Activists who dubbed themselves The Cleveland 8 recently publicized a litany of complaints about the shooting investigation. They point to the Rice case as an example of cops being let off the hook by a system that favors them.
It turns out activists, prosecutors and legal experts agree that police officers accused of crimes in lethal use-of-force cases are treated differently than ordinary people. But how and why they get different treatment, and what that means – views on that vary widely.
Police are different. And that can change how their cases are handled in several ways.
Here are four.
One: their jobs inherently involve force.
“They’re really the only civilian profession where we give them weapons, and tell them that as part of their duties as officers, they need to use them to protect us and themselves,” said Matthew Meyer, an assistant Cuyahoga County prosecutor.
“Police officers have to be analyzed in terms of the 4th Amendment to the United States Constitution, to determine whether their actions were reasonable – whether a reasonable officer, in that person’s position, would have felt the need to use deadly force under those circumstances,” Meyer said.
So: number two – police use of force is seen through a different lens. The question is rarely, “Did the officer use force?” It’s whether that force was justified.
This spring, Cleveland police officer Michael Brelo was acquitted of charges for his role in a massive police chase and shooting that killed two unarmed people in 2012. His defense attorneys emphasized that police have to act fast to bring volatile situations under control.
Meyer said in police killings, it’s really difficult to prove the use of force wasn’t justified.
“Short of proving that someone should get the death penalty, I can’t think of another standard in criminal law that’s more difficult for us to satisfy,” he said.
Three: another difference with police – one that activists highlight – is that there’s an institutional relationship between the prosecutor’s office and police departments.
“I think part of some of the bad reactions over the last two years have come from a frustration where the system seems rigged against the citizen, or in favor of the police,” said Michael Benza, a professor who teaches criminal law at Case Western Reserve University’s law school.
He said many prosecutors – including Cuyahoga County Prosecutor Timothy McGinty – are adopting the policy of sending every lethal police use-of-force case to a grand jury for review, as a layer of citizen oversight.
“Adding something that can make it look and be more fair makes it better for the public to be able to say, ‘I don’t like it, but I can accept it,’” Benza said.
But Edward Little doesn’t accept it. He’s one of the Cleveland 8 activists. While he thinks automatic grand jury review “has some merit,” he said, “I think we do have to be mindful that he does control the process.”
Ever heard the saying that prosecutors “can indict a ham sandwich”? There’s a common perception that grand juries, held behind closed doors, are just tools of the prosecutor, and indictments are easy to get. So activists find it suspicious that police aren’t indicted more often.
Jon Oebker, a former assistant Cuyahoga County prosecutor, said in a way, it all boils down to: do you trust your elected official?

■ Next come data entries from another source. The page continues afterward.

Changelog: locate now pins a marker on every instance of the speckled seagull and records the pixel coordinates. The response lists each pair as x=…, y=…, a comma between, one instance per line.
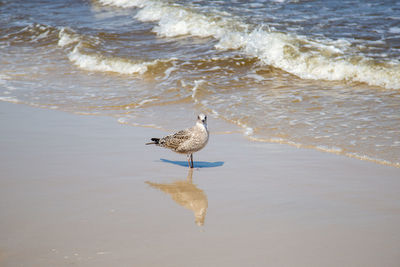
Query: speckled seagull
x=186, y=141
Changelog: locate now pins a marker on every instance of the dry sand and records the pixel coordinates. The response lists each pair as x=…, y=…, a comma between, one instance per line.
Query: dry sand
x=85, y=191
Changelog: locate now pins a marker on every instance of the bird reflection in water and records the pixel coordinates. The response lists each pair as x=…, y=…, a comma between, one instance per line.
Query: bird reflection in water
x=188, y=195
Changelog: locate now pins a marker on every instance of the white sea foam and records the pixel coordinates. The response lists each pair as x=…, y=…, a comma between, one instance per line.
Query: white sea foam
x=283, y=51
x=93, y=62
x=9, y=99
x=123, y=3
x=303, y=57
x=66, y=39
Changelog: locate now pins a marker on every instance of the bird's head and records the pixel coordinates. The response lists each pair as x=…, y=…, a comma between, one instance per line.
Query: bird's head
x=202, y=118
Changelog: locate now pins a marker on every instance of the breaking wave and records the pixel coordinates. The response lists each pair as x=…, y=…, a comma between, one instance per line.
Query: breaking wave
x=298, y=55
x=99, y=62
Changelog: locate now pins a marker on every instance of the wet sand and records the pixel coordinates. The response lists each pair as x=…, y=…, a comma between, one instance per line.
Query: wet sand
x=86, y=191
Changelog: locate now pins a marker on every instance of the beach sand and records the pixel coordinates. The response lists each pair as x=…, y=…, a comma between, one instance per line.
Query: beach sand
x=85, y=191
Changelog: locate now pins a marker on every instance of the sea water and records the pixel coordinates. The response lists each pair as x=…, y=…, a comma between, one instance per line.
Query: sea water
x=317, y=74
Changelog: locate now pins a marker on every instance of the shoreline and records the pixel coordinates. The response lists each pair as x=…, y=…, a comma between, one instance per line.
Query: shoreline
x=78, y=190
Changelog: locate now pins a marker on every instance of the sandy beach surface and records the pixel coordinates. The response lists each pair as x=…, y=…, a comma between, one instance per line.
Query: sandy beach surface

“I think the proof is in the recent history in Cuyahoga County, where Prosecutor McGinty aggressively prosecuted officer Brelo. I think that’s an example of how police officers aren’t receiving special treatment,” Oekber said.
But many local activists like Little weren’t satisfied with Brelo’s prosecution, and aren’t impressed with McGinty. They wanted all the officers involved in the shooting deaths of Malissa Williams and Timothy Russell charged and tried.
Some members of the public, in Cleveland and around the country, believe the broader relationship between prosecutors and police make conflict-of-interest inevitable when officers are accused in line-of-duty deaths.
Michael Benza, of Case Western’s law school, says some prosecutors are now going one step beyond grand jury review and asking outside prosecutors – who don’t work with the local police department – to handle any lethal-force cases.
Meyer, from Prosecutor McGinty’s office, said the policy there is recusal only when there are specific, personal conflicts of interest.
Finally, the fourth reason police killings are different: the social and political ramifications.
It’s been eight months since Tamir Rice was killed. Activists charge officials with dragging their feet.
Oebker, the former assistant county prosecutor, agrees that with cops, the process is often slower. But he doesn’t think Rice’s death is being swept under the rug – just the opposite.
“Everyone is being very careful, because they know there’s a lot of eyes on this case,” he said.
Officials in the prosecutor’s office say it just takes more time to build a case against cops.
They say poor hires, bad tactics, inadequate training and equipment – a police department’s flaws can cause preventable, tragic deaths that still cannot be prosecuted as crimes.
Cleveland’s police reform agreement with the U.S. Justice Department lays out a plan for improvement in all those areas.
But activists like Ed Little say that’s not enough – certainly not in the Tamir Rice case.
“If we can’t get an arrest and a charge in the shooting of a 12-year-old child, where and when can we get an arrest and a charge?” Little asked.
Prosecutor McGinty has said it could be months before his office wraps up its investigation into the case.